Functional Overview#

MotorNet Classes

Being built in Python, Motornet is an object-oriented toolbox. There are four object classes to consider.

  • Muscle objects.
  • Skeleton objects.
  • Effector objects.
  • Environment objects.

Muscle class

Muscle objects handle muscle dynamics, and muscle state generation.

Skeleton class

Skeleton objects hold skeleton and geometry information, handle skeleton (motion) dynamics, generate joint states. and can convert joint states to cartesian states.

Effector class

Effector objects handle coordination of information flow between Muscle and Skeleton objects. They hold information about how muscles wrap around the skeleton, apply moment arms to forces generated by muscles to compute moment-adjusted (or generalized) forces that will be applied to skeletons. They also perform numerical integration.

Network class

Network objects hold network weights, perform the forward pass, and apply the feedback delays based on feedback properties held by the plant. They can also send a request to the Task object to recompute the target states online. This is useful if one wants the inputs to adjust based on some variable whose value changes over the trial.

Environment class

Environment objects are subclasses of gymnasium's Env class. They wrap around the Effector class and provide a gymnasium-like API, which enables interfacing of MotorNet with gymnasium-compatible pipelines and packages.

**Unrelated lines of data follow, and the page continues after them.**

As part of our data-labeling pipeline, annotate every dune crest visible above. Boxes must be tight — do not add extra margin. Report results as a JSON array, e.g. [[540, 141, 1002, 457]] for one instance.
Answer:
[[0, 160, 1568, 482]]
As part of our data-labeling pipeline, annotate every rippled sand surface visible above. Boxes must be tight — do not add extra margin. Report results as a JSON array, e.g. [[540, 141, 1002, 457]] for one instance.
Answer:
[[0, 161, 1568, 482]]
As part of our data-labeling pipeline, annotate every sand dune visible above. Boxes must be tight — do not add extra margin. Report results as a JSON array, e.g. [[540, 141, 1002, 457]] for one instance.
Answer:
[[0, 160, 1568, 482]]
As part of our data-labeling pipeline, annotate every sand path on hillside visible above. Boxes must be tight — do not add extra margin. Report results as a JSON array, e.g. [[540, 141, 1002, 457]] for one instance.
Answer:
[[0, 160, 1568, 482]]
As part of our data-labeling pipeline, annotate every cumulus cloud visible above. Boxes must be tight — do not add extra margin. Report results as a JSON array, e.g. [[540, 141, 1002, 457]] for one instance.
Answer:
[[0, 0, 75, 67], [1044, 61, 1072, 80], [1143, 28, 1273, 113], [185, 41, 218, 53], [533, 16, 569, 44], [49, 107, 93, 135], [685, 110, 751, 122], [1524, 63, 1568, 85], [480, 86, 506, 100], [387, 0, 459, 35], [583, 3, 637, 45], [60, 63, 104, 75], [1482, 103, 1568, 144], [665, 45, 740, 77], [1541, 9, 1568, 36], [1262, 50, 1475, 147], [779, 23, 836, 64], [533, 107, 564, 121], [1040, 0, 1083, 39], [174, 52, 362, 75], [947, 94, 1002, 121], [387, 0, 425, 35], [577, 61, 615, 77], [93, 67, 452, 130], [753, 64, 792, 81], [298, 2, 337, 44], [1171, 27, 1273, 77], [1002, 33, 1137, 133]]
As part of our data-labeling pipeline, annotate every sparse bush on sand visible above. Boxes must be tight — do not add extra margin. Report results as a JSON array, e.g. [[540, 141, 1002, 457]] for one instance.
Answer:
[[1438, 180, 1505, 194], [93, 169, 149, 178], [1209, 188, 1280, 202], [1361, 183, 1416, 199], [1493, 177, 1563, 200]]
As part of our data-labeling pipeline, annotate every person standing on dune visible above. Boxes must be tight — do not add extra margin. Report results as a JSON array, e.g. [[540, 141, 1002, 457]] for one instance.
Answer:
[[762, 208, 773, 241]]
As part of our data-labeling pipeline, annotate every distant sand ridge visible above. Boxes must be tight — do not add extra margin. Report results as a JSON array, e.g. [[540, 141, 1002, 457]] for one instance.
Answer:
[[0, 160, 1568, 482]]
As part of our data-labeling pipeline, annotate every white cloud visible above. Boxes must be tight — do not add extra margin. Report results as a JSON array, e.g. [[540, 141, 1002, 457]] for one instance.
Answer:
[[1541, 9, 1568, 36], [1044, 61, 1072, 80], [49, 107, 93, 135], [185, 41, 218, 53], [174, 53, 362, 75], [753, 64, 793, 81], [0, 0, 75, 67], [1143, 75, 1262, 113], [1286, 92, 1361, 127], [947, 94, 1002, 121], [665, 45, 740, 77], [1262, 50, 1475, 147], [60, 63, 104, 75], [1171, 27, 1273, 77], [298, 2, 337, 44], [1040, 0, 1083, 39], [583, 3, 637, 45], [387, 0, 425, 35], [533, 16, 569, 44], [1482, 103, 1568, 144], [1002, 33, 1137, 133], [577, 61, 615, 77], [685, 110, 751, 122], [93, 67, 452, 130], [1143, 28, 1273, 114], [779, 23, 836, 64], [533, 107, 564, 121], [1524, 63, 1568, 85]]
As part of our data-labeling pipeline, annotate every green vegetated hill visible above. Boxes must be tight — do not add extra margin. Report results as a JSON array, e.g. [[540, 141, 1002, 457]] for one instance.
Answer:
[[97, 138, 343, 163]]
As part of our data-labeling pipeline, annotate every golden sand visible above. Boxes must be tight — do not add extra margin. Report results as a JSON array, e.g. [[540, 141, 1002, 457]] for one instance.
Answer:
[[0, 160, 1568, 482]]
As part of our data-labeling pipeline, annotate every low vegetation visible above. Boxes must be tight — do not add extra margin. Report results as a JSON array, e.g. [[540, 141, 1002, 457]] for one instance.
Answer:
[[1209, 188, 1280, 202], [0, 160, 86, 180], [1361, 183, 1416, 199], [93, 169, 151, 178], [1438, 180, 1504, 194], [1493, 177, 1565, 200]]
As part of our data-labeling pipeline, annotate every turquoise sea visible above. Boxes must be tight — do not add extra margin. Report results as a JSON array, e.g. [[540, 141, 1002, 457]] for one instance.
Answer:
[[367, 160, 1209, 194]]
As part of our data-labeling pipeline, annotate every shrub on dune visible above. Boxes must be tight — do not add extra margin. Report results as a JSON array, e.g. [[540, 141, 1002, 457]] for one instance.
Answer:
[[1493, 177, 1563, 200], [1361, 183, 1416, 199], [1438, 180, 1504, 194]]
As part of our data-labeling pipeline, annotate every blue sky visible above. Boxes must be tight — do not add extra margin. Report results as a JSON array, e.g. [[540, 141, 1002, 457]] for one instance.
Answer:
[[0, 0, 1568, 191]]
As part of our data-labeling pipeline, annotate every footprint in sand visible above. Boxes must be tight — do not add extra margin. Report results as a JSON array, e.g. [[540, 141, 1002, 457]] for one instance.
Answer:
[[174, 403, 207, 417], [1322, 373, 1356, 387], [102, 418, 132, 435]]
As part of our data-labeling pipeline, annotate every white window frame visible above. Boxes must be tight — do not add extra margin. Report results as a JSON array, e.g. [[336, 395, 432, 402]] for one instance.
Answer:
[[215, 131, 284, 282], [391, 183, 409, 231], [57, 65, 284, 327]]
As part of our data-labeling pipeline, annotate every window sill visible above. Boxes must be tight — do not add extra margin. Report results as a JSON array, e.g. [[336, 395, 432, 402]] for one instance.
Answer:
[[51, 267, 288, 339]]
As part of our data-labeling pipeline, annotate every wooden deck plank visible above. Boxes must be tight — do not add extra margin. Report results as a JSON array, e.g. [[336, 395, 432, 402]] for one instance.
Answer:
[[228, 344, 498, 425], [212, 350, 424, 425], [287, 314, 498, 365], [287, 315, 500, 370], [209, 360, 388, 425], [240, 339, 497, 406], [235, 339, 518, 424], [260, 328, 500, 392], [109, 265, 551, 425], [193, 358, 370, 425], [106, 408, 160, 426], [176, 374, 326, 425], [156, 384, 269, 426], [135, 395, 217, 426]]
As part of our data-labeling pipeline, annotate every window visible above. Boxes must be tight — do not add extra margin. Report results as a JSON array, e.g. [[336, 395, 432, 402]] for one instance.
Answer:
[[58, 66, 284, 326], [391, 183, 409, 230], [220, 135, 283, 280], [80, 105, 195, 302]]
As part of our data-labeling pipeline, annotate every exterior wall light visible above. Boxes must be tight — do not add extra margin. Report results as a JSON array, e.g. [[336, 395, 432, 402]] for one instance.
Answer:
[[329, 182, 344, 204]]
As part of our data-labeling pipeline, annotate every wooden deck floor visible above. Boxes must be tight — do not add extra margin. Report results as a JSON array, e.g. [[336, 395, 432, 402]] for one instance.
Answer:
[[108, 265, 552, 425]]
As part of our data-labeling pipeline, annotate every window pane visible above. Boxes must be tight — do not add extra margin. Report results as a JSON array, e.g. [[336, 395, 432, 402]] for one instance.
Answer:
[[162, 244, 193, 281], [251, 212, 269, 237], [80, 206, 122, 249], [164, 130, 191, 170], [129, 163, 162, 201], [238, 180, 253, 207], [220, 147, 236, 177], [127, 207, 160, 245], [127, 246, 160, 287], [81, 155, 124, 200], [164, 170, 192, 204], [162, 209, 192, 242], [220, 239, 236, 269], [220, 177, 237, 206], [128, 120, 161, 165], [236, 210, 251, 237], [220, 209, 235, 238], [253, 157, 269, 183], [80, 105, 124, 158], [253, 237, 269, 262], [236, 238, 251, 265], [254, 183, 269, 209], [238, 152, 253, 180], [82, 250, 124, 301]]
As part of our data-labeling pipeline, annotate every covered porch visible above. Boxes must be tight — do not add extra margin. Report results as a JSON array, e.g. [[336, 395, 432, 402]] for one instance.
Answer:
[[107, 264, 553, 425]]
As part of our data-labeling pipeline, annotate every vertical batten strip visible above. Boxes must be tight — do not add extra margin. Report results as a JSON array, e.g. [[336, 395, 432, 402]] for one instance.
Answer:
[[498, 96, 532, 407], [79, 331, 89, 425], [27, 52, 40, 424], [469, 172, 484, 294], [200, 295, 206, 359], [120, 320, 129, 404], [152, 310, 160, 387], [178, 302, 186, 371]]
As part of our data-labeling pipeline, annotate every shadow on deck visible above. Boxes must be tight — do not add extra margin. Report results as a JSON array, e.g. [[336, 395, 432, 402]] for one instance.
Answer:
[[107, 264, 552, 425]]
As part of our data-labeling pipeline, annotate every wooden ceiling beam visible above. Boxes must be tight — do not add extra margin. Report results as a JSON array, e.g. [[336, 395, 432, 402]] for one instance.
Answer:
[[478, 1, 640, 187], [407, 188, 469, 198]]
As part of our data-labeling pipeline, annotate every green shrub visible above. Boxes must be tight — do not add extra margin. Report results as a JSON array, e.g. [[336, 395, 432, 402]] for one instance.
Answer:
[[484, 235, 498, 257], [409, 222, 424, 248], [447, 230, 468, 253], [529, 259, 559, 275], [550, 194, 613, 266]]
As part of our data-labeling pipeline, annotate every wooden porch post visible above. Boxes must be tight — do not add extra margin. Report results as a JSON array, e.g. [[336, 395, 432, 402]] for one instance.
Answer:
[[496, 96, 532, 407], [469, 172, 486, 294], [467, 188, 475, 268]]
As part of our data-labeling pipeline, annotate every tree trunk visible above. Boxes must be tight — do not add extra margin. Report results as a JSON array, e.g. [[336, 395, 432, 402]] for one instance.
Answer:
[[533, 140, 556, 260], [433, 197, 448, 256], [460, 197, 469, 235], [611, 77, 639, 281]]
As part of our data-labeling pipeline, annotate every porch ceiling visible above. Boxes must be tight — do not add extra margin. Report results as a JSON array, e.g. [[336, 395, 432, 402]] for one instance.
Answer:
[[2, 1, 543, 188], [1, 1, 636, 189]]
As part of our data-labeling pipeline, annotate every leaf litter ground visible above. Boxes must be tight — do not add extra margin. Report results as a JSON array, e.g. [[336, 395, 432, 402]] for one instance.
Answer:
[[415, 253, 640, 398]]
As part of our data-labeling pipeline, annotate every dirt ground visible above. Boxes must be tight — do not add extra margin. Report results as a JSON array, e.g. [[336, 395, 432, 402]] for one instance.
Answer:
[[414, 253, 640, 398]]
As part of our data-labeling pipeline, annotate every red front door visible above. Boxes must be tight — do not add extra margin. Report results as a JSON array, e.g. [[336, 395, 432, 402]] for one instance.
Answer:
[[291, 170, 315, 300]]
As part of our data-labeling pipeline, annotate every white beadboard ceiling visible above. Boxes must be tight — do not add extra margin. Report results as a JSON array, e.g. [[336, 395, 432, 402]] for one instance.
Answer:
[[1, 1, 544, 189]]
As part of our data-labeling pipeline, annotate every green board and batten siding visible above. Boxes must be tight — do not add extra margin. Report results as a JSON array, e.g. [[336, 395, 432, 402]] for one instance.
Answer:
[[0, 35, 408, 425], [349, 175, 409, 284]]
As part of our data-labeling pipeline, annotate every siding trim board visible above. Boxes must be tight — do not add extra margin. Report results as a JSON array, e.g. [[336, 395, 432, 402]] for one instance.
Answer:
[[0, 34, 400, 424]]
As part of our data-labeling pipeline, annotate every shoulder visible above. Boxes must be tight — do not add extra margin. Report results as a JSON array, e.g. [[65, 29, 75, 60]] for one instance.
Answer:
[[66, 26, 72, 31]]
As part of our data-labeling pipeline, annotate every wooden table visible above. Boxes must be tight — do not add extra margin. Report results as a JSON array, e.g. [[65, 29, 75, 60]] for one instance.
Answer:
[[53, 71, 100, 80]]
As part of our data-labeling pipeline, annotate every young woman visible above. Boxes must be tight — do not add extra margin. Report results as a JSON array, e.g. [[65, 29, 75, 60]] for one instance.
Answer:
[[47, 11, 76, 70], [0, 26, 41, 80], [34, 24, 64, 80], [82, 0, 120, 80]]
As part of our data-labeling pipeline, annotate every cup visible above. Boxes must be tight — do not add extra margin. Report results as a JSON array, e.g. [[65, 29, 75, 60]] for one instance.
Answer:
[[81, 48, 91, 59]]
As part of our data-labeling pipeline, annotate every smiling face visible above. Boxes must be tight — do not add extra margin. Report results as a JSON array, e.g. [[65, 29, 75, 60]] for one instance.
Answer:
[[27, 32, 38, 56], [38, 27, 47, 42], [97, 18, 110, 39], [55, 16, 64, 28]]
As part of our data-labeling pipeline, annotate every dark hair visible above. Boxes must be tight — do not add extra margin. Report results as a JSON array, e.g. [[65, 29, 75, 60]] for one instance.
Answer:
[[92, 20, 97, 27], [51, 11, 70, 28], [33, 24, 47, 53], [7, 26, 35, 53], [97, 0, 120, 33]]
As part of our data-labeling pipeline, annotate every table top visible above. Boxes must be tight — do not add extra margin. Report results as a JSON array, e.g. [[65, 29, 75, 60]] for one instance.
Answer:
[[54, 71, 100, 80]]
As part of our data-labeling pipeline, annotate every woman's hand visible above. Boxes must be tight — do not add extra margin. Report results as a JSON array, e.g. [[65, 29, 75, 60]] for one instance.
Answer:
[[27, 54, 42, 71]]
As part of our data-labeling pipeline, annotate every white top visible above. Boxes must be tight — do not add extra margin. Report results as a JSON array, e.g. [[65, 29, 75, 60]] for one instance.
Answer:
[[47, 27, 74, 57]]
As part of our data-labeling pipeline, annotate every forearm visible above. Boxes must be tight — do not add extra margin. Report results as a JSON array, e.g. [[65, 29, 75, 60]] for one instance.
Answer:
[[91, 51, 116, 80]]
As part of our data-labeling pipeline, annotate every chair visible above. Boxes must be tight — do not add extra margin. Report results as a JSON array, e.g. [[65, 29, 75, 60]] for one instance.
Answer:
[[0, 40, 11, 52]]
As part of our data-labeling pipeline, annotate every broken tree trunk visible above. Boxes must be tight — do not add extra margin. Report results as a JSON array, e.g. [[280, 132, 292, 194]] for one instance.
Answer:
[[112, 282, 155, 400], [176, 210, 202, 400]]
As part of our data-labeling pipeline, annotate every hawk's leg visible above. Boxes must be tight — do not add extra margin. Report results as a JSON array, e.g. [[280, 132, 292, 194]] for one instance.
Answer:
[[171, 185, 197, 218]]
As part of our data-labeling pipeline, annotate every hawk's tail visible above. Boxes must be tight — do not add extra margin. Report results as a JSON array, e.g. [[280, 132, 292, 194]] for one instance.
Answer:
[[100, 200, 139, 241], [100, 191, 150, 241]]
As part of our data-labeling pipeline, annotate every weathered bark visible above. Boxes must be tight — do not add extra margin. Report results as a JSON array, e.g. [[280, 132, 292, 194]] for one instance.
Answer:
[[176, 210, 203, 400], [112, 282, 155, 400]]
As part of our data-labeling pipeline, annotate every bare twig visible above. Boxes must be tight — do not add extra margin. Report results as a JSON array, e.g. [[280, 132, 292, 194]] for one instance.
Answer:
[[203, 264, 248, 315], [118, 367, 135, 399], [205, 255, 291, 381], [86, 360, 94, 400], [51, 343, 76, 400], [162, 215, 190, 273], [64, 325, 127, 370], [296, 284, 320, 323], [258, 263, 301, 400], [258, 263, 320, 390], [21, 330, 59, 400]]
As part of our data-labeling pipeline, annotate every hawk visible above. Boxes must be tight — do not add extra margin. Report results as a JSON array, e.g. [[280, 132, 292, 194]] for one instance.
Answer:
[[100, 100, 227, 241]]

The Environment class also holds an observation buffer that enables feedback delays to be implemented. It can apply noise to the action input and the observation output, as well as proprioception- and vision-specific noise if desired.

Class Hierarchy

The classes presented above rely on each other to function correctly. Consequently, they must be declared in a sensible order, so that each instance retains as attribute the instances on which they rely. This leads to a hierarchical class structure, where each instance lives in the computer memory in a nested fashion with other instances. The illustration below displays how this hierarchy is organized.


Representation of the hierarchical relationship between class instances in MotorNet.

Information Flow at Runtime

Computation Steps

The figure below summarizes the operations performed at runtime, as well as what how information flows between class instances.

  • grey1 Receive action input
  • grey2 Pass on actions
  • red1 Pass on actions
  • red2 Return forces
  • red3 Send moment-adjusted (generalized) forces
  • red4 Return new joint & cartesian states
  • red5 Return feedback states
  • grey3 Store states to observation buffer
  • grey4 Return (potentially delayed) observations & instantaneous states


Representation of information flow at runtime in MotorNet.

State Flow

A dedicated tutorial (available here) breaks down how states are generated and how they flow during computation. This is summarized in the illustration below, which is reproduced here for convenience.


Representation of the state flow at runtime in MotorNet.